The firms signed a deed-in-lieu of foreclosure, transferring over 1 City Boulevard West to TPG Real Estate Finance Trust, according to records filed with Orange County.
By signing the deed-in-lieu, often referred to as handing back the keys, Walton Street and Greenlaw were relieved of $64.2 million in unpaid debt. TPG declined to comment, while Walton Street and Greenlaw did not respond to requests for comment.
Walton Street and Greenlaw became delinquent on the TPG loan in November, according to data from Trepp. TPG originated the loan in 2019 and then packaged it into a collateralized loan obligation.
The companies bought the property in 2013, as part of a $110 million deal for the building plus an office site in Irvine. Walton Street owned a 95 percent stake in the property, while Greenlaw held the remaining 5 percent.
Then in 2022, the firms listed the building for sale, with an asking price of $100 million, or $285 per square foot. But the catch — the building was listed as an entirely vacant property.
The loan from TPG was floating-rate, meaning Walton Street and Greenlaw started struggling with debt payments after the Federal Reserve started hiking rates in 2022. By then, the firms had hit their rate cap of 5.55 percent and were paying monthly debts on an empty building.

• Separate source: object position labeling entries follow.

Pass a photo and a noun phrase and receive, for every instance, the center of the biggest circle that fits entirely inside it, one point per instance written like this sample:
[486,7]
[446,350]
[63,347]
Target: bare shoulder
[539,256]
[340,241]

Deeds-in-lieu are a common outcome for distressed real estate borrowers, through which an owner will transfer the title on the property and the lender refrains from filing a foreclosure action, which is costly and time-consuming.
And TPG, a frequent real estate lender, has not been afraid to foreclose on non-performing properties. In Los Angeles last month, TPG Real Estate Capital sold a 2.3-acre multifamily development site in Playa del Rey for $56 million, just months after foreclosing on the property.